It is kind of amusing that most Ugandans will confess to praying as part of their morning routine, yet you wouldn’t tell when you see them on the road. Sometimes it feels like the devil has taken the wheel. The worst lot are the government drivers whose favourite pastime is running motorists and pedestrians off the road – sirens and guns menacing.
Whenever I’ve had the chance to visit a new city, my go-to icebreaker is to always ask the driver about the traffic situation. Mostly, because I am often looking to contrast with Kampala and see what it is they are doing right and we aren’t. Generally, I would say we are well ahead of Lagos but far behind Kigali.
My uneducated guess is that Kampalans spend an average four hours per day, sitting in traffic. That is about two working days per week! And we are discounting the days when it rains or when the President decides to visit the city. It gets worse!
Kampala is probably one of the few cities where dwellers cannot tell with absolute certainty, how long it takes them to commute from home to work, and back. It can be 15 minutes today and two hours tomorrow. Unless you live in Kololo or have a lead car, nowhere is exempt. To understand how farcical this traffic gridlock is, take places like Ggaba, Bugolobi or Rubaga, for example; on average, it should take commuters about 10 to 15 minutes to reach the central business district. But it takes more than one hour on a good day, or more on others. Who accounts for this time?
What’s worse is that this absurdity, like street preachers who have now erected loud speakers at roundabouts, did not sneak up on us. We saw it coming. I was discussing the demise of Kabalagala [a city suburb] as the hub of Kampala’s night life with my father a few months ago, and explained that the influx of immigrants, thanks to political instability in the region, basically turned Ggaba Road into a thriving piece of the African Union.
New money created an over-inflation of rent prices and made it hard for young people to find homes. The new residents also had no use for local entertainment and set up their own bars and eateries. Now, even the ladies of the night are dwindling.

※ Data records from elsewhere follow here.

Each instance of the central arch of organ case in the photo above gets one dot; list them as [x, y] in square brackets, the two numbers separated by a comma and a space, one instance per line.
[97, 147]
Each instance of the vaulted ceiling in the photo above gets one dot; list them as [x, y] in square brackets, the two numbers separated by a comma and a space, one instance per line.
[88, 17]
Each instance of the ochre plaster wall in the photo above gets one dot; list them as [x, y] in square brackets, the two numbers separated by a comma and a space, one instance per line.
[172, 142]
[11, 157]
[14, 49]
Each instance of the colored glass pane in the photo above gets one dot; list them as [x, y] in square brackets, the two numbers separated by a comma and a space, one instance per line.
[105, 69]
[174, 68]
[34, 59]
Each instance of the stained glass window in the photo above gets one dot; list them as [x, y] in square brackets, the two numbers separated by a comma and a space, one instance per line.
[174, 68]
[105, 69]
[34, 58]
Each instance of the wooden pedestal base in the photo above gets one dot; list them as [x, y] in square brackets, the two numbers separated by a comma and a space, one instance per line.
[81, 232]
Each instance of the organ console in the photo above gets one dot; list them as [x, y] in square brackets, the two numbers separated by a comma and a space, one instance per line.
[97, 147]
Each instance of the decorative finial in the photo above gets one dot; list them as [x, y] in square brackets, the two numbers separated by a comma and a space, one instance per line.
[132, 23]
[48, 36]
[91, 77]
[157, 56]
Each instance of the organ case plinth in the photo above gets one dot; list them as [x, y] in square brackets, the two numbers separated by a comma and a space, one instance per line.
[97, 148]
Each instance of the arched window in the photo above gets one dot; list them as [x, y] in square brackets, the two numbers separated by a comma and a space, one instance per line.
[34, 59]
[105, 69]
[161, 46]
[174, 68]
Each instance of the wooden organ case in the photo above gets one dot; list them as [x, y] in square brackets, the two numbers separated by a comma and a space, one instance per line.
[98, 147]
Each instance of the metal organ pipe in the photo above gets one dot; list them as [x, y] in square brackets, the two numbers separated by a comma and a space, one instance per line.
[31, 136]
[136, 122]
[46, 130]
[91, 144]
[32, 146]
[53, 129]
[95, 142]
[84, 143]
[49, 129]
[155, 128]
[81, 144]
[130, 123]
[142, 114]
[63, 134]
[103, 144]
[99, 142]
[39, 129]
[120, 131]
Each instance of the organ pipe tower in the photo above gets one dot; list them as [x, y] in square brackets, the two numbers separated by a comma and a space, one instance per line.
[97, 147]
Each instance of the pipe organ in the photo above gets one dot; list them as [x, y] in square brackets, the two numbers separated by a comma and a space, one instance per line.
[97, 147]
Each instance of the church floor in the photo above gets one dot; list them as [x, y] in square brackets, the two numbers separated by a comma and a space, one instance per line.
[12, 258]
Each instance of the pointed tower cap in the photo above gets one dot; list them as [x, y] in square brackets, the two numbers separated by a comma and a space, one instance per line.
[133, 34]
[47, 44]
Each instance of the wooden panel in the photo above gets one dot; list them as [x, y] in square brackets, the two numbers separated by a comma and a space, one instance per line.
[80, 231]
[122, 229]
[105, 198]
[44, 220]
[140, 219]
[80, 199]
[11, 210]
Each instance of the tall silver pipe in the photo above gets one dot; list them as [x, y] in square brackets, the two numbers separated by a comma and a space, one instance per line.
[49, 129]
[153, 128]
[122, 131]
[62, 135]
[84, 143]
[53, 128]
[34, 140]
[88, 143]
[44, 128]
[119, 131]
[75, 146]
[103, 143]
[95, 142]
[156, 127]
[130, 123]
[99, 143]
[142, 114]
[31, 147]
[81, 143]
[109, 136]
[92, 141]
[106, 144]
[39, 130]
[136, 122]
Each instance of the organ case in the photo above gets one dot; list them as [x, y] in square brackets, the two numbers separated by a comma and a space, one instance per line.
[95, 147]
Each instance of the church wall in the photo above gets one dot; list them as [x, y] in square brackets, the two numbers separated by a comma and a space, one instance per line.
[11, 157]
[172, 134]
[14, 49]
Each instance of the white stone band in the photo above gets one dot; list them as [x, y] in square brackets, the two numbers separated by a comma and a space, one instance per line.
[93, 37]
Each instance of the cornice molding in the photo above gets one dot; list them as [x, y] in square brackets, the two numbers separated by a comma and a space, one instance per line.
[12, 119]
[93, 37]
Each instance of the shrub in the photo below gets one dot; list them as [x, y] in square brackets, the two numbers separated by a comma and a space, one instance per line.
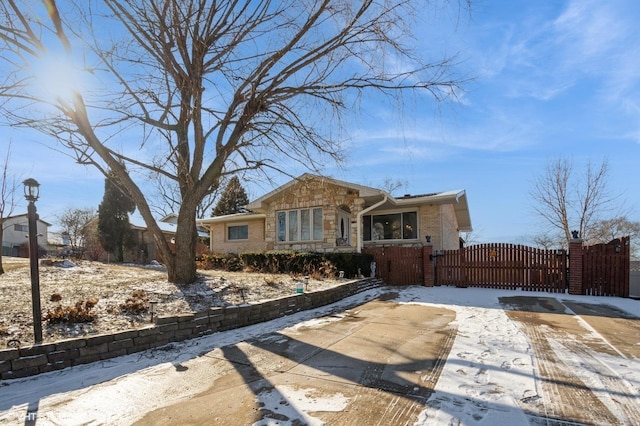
[136, 303]
[80, 312]
[221, 261]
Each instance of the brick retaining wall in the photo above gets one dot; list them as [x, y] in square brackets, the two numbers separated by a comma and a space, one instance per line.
[36, 359]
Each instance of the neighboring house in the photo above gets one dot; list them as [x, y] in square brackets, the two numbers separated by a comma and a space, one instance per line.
[16, 232]
[321, 214]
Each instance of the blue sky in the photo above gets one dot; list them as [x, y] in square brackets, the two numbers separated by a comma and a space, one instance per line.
[549, 79]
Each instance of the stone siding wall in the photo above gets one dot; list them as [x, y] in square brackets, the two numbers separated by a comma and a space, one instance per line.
[440, 223]
[32, 360]
[220, 244]
[309, 194]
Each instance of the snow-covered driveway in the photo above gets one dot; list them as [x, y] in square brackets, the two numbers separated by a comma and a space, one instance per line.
[415, 355]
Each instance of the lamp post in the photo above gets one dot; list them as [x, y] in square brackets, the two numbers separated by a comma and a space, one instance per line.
[31, 193]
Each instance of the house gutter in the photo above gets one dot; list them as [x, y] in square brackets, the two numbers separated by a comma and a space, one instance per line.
[359, 221]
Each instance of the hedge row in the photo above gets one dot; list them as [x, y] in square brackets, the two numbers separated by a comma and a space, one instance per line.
[290, 262]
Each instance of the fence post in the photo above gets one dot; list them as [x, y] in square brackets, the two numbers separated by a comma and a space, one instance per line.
[575, 266]
[427, 265]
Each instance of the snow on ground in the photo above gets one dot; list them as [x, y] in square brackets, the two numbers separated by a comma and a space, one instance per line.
[489, 374]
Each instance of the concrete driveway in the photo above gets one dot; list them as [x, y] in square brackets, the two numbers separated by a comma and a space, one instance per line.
[375, 364]
[388, 356]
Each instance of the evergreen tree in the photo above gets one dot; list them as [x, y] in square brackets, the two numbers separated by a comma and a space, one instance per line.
[114, 230]
[232, 200]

This, among other reasons, might explain why young people shifted to the east of the city, in the general direction of Ntinda/Nakawa area and greater Wakiso, away from the suburbs of Makindye and Rubaga divisions – where they grew up. The area offered affordable decent housing and land for those who somehow managed to balance the financial equation and raise enough to buy land and build homes. Inevitably, work places are also starting to shift.
You would think that the guys sitting in the city and ministry’s urban planning offices should have seen this trend based on whatever indicators they keep, and known what was to come. I joke. The obvious thing would have been to start working on a city public transport system that enables mass entry and exit, especially for high density residential areas. Instead, they probably just amassed whatever booty they could and bought land to construct homes and rental apartments in the area. And like everybody else needing convenience, acquired whatever fancy or functional aged Japanese metallic tin, to sit in Nalya and Najeera traffic at 11pm.
This government can be accused of many things, but efficiency and planning ahead aren’t one of those. Sometimes it feels like we are trying to build a spaceship when in fact the headache is a 21-kilometer stretch of tarmac called the Northern Bypass, which needs a decade to complete.
Let us assume that between Kampala and Wakiso, you have about five million people. It shouldn’t take a genius to realise that in 10 years, this number will probably double – because opportunity and access to it are only at the centre.
In the past, we have talked about the fallacy of home ownership for young people. But if you squeeze hard enough, you might find land and perhaps even manage to build anywhere as far as Mukono, Buddo, Matugga or Bugema. For your sake, hope your bosses allow you to work from home or get ready to deal with the mental and physical effects of waking up at 3am to sit in traffic for days, when you are 50. Get well soon.